Les maladies professionnelles touchent les moins qualifiés

avril 12, 2022

Les maladies professionnelles [1] frappent avant tout les milieux populaires, les ouvriers et les employés. Sur 50 744 cas recensés par le ministère du Travail [2] en 2016 (dernière année disponible), plus des deux tiers affectent des ouvriers. 21 % touchent des employés, tandis que seulement 2 % concernent des professions intermédiaires et 4 % des cadres supérieurs et chefs d’entreprise.

Les principales maladies professionnelles reconnues sont les affections causées par l’exposition à l’amiante (qui peut causer des cancers) et les troubles musculosquelettiques (TMS) [3]. Les TMS représentent 88 % de ces maladies, les cancers et affections dues à l’amiante, 7 %. D’autres maladies professionnelles comme les surdités, les rhinites et les maladies de peau sont aussi fréquemment recensées. « Les maladies les plus graves concernent quasi exclusivement les ouvriers, avec respectivement 92 % et 95 % des affections liées à l’amiante et des surdités reconnues en 2016 », souligne le ministère du Travail.

65 % des cas de TMS reconnus concernent des ouvriers, notamment ceux qui travaillent dans des secteurs à risque comme ceux de la fabrication de denrées alimentaires (principalement les activités liées à la transformation de la viande et la préparation de produits à base de viande) ou du textile. Des secteurs qui emploient une grande part de salariés non qualifiés. Les ouvrières sont particulièrement touchées par les TMS : elles sont concernées par 74 cas de TMS pour dix millions d’heures rémunérées (24 pour leurs homologues masculins), tandis que ce nombre est de deux chez les femmes de profession intermédiaire et de cinq chez les femmes cadres.

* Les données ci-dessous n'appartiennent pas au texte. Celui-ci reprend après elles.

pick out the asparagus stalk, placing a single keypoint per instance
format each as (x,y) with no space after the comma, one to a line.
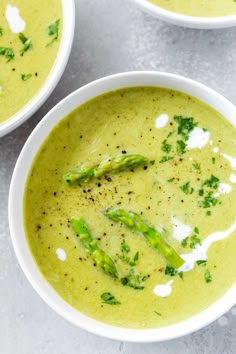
(112,165)
(156,240)
(102,260)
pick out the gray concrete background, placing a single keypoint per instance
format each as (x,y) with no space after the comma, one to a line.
(111,36)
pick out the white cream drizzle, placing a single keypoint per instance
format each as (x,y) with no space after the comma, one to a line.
(163,290)
(200,252)
(232,178)
(61,254)
(161,121)
(198,138)
(180,230)
(232,160)
(15,21)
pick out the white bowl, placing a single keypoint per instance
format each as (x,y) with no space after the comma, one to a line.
(58,68)
(21,172)
(187,21)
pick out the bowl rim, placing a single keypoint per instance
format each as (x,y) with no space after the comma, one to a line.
(15,210)
(68,13)
(185,20)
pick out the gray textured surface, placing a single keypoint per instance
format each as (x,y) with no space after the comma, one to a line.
(111,36)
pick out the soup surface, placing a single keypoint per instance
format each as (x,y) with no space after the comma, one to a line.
(186,191)
(29,41)
(201,8)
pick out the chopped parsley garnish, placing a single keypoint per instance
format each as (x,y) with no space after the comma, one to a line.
(27,45)
(109,299)
(53,30)
(165,159)
(194,241)
(184,242)
(207,276)
(136,257)
(212,182)
(180,147)
(201,262)
(186,188)
(201,192)
(185,125)
(26,77)
(171,180)
(134,280)
(197,166)
(208,201)
(124,247)
(7,53)
(166,147)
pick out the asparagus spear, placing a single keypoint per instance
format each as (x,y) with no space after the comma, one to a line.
(111,165)
(156,240)
(102,260)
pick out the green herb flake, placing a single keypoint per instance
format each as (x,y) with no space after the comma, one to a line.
(166,147)
(134,280)
(25,77)
(184,242)
(171,271)
(208,201)
(165,159)
(109,299)
(7,53)
(185,125)
(186,188)
(201,262)
(212,182)
(180,147)
(197,166)
(124,247)
(207,276)
(201,192)
(194,241)
(27,45)
(136,257)
(53,30)
(171,180)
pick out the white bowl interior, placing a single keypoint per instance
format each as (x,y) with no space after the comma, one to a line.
(56,72)
(16,204)
(187,21)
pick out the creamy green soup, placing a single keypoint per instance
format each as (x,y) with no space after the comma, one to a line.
(201,8)
(186,191)
(29,41)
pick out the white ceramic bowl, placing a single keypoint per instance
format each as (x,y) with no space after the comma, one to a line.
(187,21)
(16,204)
(58,68)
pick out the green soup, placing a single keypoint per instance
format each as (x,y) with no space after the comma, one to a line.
(201,8)
(29,41)
(186,191)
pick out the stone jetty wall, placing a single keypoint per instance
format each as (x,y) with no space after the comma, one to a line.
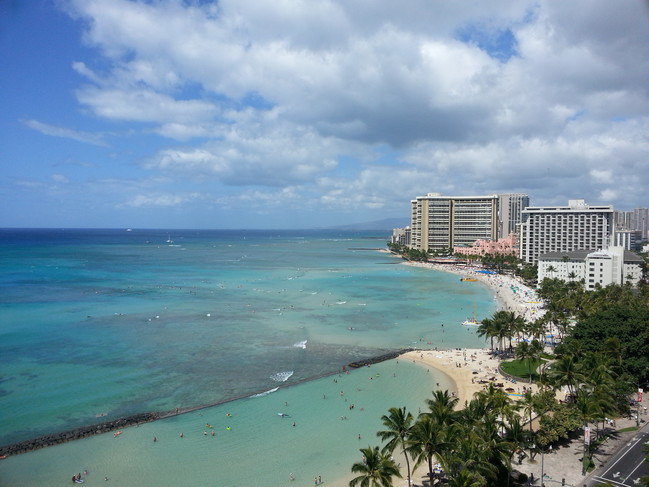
(75,434)
(95,429)
(379,358)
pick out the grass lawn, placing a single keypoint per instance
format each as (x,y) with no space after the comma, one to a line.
(520,368)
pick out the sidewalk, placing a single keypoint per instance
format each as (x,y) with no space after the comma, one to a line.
(565,461)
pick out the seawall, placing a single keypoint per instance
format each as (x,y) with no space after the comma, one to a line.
(106,427)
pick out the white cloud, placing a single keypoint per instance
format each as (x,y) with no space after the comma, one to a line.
(162,200)
(66,133)
(297,97)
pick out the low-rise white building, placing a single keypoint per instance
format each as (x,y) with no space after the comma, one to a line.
(602,267)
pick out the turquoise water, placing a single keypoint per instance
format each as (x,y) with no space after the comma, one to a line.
(102,324)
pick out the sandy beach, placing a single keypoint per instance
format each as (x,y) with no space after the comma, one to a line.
(472,369)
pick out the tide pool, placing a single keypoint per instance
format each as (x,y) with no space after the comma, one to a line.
(252,446)
(101,324)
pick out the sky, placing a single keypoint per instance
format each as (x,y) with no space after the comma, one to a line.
(314,113)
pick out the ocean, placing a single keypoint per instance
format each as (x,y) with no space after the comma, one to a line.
(102,324)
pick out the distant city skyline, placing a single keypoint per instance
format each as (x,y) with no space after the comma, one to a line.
(247,114)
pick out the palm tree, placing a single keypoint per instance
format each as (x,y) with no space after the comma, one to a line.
(487,329)
(376,469)
(516,434)
(398,423)
(442,407)
(427,440)
(566,372)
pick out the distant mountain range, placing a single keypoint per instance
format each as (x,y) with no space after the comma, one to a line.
(387,224)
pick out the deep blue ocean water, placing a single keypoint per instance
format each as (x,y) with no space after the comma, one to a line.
(100,324)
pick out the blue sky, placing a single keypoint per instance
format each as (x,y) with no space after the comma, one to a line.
(309,113)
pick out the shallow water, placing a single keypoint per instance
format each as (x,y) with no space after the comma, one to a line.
(102,324)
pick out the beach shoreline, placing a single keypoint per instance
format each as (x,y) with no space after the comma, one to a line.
(469,370)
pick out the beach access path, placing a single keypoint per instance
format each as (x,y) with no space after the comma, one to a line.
(467,368)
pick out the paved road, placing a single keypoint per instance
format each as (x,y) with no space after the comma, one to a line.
(627,466)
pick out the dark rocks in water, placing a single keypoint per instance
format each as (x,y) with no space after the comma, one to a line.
(75,434)
(379,358)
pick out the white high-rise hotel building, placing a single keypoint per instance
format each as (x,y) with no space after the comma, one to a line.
(577,226)
(441,222)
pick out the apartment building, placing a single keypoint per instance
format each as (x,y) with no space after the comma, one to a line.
(510,212)
(442,222)
(613,265)
(578,226)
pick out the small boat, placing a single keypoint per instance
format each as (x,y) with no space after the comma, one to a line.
(471,322)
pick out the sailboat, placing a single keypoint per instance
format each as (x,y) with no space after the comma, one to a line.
(472,321)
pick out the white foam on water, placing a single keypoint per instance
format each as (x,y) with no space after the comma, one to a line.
(282,376)
(262,394)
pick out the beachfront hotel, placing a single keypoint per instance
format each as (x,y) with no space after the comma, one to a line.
(440,222)
(577,226)
(613,265)
(510,212)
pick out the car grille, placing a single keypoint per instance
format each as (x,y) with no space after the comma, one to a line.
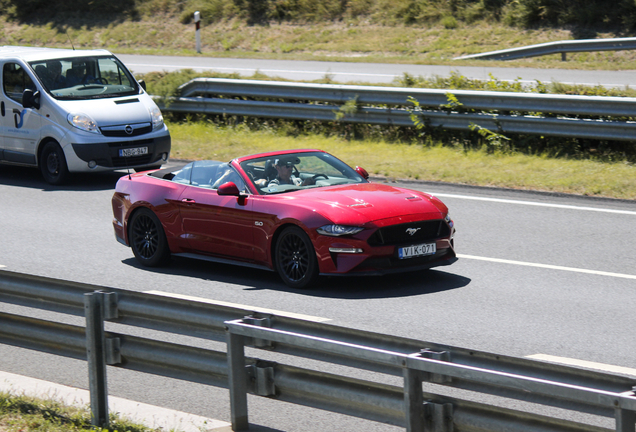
(135,129)
(398,234)
(123,162)
(386,263)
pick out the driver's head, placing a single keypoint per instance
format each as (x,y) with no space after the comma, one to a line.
(54,67)
(285,166)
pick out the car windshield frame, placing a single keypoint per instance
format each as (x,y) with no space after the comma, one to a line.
(325,170)
(85,77)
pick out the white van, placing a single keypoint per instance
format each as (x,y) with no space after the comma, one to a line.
(68,111)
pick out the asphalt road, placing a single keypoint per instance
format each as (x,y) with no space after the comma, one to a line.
(538,274)
(375,73)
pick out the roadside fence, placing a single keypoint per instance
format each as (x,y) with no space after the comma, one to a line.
(592,117)
(415,362)
(558,47)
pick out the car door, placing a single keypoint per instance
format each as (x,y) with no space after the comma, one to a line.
(215,224)
(20,126)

Ces données sous-estiment certainement la réalité du nombre de travailleurs souffrant de maladies professionnelles. De nombreux cas ne sont pas déclarés, parfois parce que ces travailleurs craignent de perdre leur emploi ou renoncent à le faire en raison de la difficulté à faire reconnaître ces maladies comme telles.

Les maladies professionnelles par catégorie socioprofessionnelle
Nombre de maladies professionnelles reconnues Répartition en %
Cadres supérieurs 1 936 4
Professions intermédiaires 995 2
Employés 10 818 21
Ouvriers 34 133 67
Ensemble 50 744 100

Les salariés du régime agricole sont inclus dans l’ensemble, mais pas dans le détail par catégorie socioprofessionnelle. Lecture : 67,3 % des maladies professionnelles reconnues sont recensées chez les ouvriers.
Source : Cnam, Insee, calculs ministère du Travail – Données 2016 – © Observatoire des inégalités

Les troubles musculosquelettiques (TMS) selon le sexe et catégorie socioprofessionnelle
Nombre de TMS ppour dix millions d’heures salariées Nombre de TMS reconnus
Femmes Hommes Ensemble Ensemble Répartition en %
Cadres supérieurs et chefs d’entreprise 5,4 1,1 2,7 1 589 3,6
Professions intermédiaires 2,4 0,4 1,3 808 1,8
Employés 14,1 4,2 11,0 10 196 22,9
Ouvriers 74,2 23,7 32,4 29 092 65,5
Ensemble 17,8 11,5 14,1 44 447 100

Les salariés du régime agricole sont inclus dans l’ensemble, mais pas dans le détail par catégorie socioprofessionnelle. Lecture : le nombre de TMS pour dix millions d’heures salariées est de 74,2 chez les ouvrières.
Source : Cnam, Insee, calculs ministère du Travail – Données 2016 – © Observatoire des inégalités

Photo / © Fotolia


[1« La maladie professionnelle est une atteinte à la santé, contractée au travail, qui résulte d’une série d’événements à évolution lente auxquels on ne saurait assigner une origine et une date certaines », indique le ministère du Travail. Les maladies professionnelles doivent être, d’une part, déclarées par le salarié et, d’autre part, reconnues comme telles par la Caisse d’assurance maladie. Les affections psychiques liées au travail ne sont pas comptées comme maladies professionnelles.

[3Les troubles musculosquelettiques (TMS) touchent les muscles, les tendons et les nerfs. Ils concernent en particulier les épaules, les poignets, le cou et sont liés aux conditions du travail (postures, types de gestes à effectuer), ainsi qu’à l’intensification du travail. Un TMS peut entraîner un handicap permanent.